Even though the intricacies of the nervous system should be capable of getting round this objection, there remain sufficient other reasons why indulgence in verse of this character should be condemned. There can be no doubt whatever that the value of the experience which results from it is small. On a pleasure theory of value there might well be doubt, since those who do enjoy it certainly appear to enjoy it in a high degree. But on the theory here maintained, the fact that those who have passed through the stage of enjoying the Poems of Passion to that of enjoying the bulk of the contents of the Golden Treasury, for example, do not return, settles the matter. We must bear in mind, of course, the conditions which have to be satisfied before this test is conclusive. That a man who has passed through the stage of drinking nothing but beer to the stage of drinking nothing but brandy rarely returns, does not prove that brandy is the better drink. It merely proves that it is the more efficient intoxicant. We have to ask in applying the test what the responses in question are, and in the case of poetry they are so varied, so representative of all the activities of life, that actual universal preference on the part of those who have tried both kinds fairly is the same (on our view) as superiority in the value of one over the other. Keats, by universal qualified opinion, is a more efficient poet than Wilcox, and that is the same thing as saying that his works are more valuable.

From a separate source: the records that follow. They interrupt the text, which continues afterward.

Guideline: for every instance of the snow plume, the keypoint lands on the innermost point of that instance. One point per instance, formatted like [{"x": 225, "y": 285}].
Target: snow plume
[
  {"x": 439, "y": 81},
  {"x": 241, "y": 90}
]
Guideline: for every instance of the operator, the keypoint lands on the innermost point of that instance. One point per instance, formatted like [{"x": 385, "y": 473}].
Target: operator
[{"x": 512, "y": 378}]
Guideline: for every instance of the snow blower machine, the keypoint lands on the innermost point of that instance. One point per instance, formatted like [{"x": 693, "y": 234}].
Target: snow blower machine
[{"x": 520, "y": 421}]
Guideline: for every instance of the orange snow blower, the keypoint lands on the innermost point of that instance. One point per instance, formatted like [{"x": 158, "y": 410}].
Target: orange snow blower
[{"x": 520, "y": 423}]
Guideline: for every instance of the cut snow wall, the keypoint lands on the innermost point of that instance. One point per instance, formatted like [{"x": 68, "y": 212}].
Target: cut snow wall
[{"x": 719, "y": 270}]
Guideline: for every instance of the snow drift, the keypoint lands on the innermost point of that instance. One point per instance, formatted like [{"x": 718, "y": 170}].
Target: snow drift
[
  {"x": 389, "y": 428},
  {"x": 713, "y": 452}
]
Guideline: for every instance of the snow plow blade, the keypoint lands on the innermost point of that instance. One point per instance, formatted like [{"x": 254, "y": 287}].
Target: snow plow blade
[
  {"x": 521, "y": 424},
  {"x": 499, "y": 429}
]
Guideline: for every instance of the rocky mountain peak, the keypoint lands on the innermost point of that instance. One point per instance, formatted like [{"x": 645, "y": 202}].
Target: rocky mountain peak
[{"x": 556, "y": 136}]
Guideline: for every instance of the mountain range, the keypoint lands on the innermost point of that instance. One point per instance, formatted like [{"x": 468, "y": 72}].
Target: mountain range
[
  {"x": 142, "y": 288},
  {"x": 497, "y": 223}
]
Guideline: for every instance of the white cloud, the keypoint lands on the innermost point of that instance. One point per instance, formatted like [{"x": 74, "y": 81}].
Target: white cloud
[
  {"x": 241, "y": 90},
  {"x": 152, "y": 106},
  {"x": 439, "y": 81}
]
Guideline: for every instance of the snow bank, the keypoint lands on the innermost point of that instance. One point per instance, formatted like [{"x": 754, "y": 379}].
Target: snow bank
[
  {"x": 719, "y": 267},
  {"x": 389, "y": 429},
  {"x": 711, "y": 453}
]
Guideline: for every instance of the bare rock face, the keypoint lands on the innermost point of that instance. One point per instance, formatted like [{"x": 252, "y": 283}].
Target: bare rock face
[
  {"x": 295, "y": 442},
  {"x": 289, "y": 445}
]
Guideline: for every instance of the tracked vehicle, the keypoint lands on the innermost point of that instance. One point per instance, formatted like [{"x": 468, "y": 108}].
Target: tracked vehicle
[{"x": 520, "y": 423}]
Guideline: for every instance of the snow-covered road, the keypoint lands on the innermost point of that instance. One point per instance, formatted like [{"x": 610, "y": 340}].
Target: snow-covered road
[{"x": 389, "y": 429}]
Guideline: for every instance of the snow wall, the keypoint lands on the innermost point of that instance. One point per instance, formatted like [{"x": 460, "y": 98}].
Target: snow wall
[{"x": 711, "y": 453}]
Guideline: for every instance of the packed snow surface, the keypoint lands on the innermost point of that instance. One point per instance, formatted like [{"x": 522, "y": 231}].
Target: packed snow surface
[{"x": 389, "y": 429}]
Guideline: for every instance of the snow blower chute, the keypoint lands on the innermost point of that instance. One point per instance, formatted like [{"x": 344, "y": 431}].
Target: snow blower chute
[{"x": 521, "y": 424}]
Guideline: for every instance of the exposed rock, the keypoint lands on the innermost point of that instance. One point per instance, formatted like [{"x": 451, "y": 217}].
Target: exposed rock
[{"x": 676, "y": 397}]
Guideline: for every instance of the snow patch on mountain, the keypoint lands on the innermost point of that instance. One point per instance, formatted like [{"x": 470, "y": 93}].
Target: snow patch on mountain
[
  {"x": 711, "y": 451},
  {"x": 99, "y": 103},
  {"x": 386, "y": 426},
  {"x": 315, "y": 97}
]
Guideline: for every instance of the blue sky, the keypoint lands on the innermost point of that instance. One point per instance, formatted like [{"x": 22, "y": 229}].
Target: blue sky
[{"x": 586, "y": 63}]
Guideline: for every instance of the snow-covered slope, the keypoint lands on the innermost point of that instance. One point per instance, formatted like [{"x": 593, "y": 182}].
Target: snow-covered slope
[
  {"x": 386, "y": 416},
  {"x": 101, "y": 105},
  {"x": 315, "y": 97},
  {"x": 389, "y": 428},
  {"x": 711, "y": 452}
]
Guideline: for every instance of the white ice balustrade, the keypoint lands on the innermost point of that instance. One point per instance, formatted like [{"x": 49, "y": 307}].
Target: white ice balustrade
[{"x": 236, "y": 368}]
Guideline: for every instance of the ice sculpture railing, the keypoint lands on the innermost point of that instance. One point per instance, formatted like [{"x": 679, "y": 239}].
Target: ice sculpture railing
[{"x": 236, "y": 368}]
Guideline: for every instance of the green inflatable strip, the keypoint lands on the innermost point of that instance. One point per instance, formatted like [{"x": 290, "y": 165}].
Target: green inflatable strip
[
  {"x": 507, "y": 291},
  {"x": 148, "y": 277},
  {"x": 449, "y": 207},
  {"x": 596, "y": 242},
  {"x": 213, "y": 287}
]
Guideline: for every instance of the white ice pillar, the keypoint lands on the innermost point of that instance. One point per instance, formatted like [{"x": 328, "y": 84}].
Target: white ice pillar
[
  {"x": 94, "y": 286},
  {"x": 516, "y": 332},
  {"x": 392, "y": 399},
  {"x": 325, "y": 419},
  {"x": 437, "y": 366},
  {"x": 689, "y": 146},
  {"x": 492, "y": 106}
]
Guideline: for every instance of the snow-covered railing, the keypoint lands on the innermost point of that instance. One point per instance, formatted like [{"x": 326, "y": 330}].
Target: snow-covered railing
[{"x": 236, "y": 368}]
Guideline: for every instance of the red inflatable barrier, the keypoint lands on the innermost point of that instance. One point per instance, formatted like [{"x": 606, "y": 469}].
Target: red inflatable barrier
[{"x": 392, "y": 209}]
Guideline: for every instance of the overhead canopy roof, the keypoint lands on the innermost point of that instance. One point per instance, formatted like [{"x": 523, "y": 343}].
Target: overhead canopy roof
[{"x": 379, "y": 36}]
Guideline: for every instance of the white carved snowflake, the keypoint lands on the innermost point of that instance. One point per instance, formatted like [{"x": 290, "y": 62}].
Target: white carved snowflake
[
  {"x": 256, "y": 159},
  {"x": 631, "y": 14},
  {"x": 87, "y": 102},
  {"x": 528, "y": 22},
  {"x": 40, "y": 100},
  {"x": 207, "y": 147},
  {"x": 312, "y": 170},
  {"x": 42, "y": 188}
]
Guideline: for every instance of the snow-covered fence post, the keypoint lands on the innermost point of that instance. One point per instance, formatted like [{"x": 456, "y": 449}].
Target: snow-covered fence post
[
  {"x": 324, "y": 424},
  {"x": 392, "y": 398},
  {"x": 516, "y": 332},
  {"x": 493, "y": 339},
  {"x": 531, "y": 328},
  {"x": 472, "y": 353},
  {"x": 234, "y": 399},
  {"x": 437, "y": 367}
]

The influence is also exerted in more indirect ways. There need be, we must remember, no discernible connection or resemblance whatever between the experience due to the work of art and the alter behaviour and experience which is modified through it. Without such resemblance the influence may easily be overlooked or denied, but not by anyone who has sufficient conception of the ways in which attitudes develop. No one who has repeatedly lived through experiences at the level of discrimination and co-ordination presupposed by the greater writers, can ever, when fully 'vigilant', be contented with ordinary crudities, though a touch of liver may of course suspend these superior responses. and conversely, keen and vigilant enjoyment of Miss Dell, Mr Burroughs, Mrs Wilcox or Mr Hutchinson, when untouched by doubts or the joys of ironic contemplation, is likely to have as a consequence not only an acceptance of the mediocre in ordinary life, but a blurring and confusion of impulses and a very widespread loss of value.
These remarks apply even more evidently to the Cinema. People do not much imitate what they see upon the screen or what they read of in best-sellers. It would matter little if they did. Such effects would show themselves clearly and the evil would be of a manageable kind.